An improved BCG vaccine would help in fulfilling a number of established criteria: (i) the World Health Organization recommends that BCG should be administrated at birth; (ii) one dose should be sufficient to confer long lasting immunity; (iii) it is the most effective known adjuvant in animals and man; (iv) the production cost is low (~$0.55 per dose) (v) BCG is offered as an integral compound of the World Health Organization Expanded Program on Immunization (EPI).

It is necessary to identify the efficacy, safety and biochemical differences between the BCG sub-strains in use today. Understanding these characteristics involves much more than simply testing for growth in the spleen or lung of animal models used for this purpose. In addition, care must be taken when considering the very artificially high-dose intravenous infection models of the disease, which involves significant dissemination and in which it is impossible to evaluate factors that influence their efficiency, nature of the granulomatous response or cessation.

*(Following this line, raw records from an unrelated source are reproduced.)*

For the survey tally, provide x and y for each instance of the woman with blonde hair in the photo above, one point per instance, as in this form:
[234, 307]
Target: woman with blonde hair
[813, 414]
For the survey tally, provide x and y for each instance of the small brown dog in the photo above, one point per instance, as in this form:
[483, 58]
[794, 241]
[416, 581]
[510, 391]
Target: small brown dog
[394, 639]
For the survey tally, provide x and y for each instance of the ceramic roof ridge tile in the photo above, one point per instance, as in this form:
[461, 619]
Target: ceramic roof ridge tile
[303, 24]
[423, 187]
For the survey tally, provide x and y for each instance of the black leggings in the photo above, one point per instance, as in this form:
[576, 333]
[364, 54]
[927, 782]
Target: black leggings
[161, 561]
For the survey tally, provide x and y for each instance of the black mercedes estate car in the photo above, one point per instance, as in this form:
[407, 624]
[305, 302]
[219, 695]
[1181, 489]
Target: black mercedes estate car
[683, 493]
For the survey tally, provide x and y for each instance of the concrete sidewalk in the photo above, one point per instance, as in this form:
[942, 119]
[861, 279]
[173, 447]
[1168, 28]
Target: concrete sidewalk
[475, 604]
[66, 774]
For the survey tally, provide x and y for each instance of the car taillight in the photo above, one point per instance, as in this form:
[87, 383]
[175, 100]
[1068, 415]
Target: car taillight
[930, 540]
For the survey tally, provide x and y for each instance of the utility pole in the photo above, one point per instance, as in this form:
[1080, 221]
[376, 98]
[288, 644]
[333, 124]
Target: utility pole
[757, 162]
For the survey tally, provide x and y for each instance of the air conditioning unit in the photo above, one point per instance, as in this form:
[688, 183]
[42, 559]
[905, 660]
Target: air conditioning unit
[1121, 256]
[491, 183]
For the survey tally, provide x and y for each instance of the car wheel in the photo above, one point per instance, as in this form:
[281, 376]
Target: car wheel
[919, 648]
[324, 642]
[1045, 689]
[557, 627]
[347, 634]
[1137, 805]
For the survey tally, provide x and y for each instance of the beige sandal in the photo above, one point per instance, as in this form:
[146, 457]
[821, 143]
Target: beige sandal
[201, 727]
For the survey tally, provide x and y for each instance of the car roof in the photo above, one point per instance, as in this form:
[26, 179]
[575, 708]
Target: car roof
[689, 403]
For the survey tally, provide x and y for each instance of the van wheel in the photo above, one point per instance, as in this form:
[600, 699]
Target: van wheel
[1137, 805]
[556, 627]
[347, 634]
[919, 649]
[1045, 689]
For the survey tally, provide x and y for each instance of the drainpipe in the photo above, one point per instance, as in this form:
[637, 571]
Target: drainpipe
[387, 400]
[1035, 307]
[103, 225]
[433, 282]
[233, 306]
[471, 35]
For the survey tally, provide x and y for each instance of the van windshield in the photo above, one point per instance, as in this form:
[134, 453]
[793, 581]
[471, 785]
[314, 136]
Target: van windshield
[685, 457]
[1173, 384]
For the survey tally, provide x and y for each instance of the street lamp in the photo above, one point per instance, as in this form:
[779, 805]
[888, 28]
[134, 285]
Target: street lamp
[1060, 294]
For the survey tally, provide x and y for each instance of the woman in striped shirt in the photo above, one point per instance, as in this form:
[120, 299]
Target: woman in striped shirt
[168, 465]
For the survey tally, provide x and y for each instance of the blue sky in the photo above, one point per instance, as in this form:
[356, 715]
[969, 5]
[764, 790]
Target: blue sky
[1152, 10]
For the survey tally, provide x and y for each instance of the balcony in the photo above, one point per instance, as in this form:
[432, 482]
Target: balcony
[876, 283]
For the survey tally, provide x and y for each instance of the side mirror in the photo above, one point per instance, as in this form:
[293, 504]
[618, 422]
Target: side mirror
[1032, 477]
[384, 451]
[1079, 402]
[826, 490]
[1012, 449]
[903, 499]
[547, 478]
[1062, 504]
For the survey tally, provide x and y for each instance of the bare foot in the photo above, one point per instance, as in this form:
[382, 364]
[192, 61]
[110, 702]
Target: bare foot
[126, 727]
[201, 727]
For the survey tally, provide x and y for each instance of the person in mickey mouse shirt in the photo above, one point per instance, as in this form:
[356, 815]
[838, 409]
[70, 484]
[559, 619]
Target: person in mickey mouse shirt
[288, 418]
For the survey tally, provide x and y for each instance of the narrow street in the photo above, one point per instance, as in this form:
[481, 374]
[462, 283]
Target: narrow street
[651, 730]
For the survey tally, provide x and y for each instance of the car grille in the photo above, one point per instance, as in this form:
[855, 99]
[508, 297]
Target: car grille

BCG is the only TB vaccine currently licensed and administered to children. The development and eventual acceptance of a new TB vaccine is several years away with safety, protection and long-term efficacy still needing to be proved. The use of recombinant BCG vaccines that over produce secreted antigens may be of particular significance in the induction of a protective immune response but in the same way, they may produce increased tissue damage as they may enhance delayed-type hypersensitivity reaction following infection. Other mycobacterial genes still need to be defined in terms of their capacity to polarize Th1 type immune response and protect against tuberculosis. A careful integration of the biochemistry and pathogenesis of M. tuberculosis, in parallel with a complete study of the immune response and resistance to infection compiled during the last Century, may hold the key to the development of a really effective vaccine against tuberculosis.

Conclusions

The development of a new attenuated vaccine that is more effective than BCG depends not only on the identification of genes and products that contribute to pathogenesis in order to drive the attenuating mutations, but also a precise definition of the antigenic machinery used by the immune system to develop a protective response. Another issue requiring consideration is the potential that a new vaccine has for clearing the infection because many cases of clinically active tuberculosis arise from reactivation of an infection acquired years before and reflect the re-emergence of the actively growing organism from an apparently non-replicative state. In addition, there is no evidence that current TB vaccine protection lasts for more than 15 years in any population [15,73]. The number of patients developing tuberculosis through reactivation versus re-infection is a topic currently being investigated in developing countries.

Finally, we can conclude that developing of new vaccines would be directed in two ways, in one hand we need a vaccine that induce protective immunity in infants and control and clearance the infection, and in the other hand a vaccine to treat the high proportion of latent infected people. These approaches in the optimal scenery can be present in a new based BCG vaccine that could be administrated at any time of life, as single dose infancy in high incidence countries and at the time of exposition in the developed countries when the rates of infected people are lesser than 10/ 100 000 people. Until development of this vaccine (s) the reduction of latent infection, and proportion of infected subjects (10%) whose develop tuberculosis In meanwhile, the actual incidence rate will no decreased promptly.

Before field introduction of any new vaccine, several researches should be focused to support the enhanced efficacy of NEW vaccines against tuberculosis, mainly in their capability to clearance initial tuberculosis infection named granuloma, due to many of the inefficacy of contemporary BCG vaccine to control tuberculosis infection where innate and acquired immune response play an important role in the develop of a vaccine success.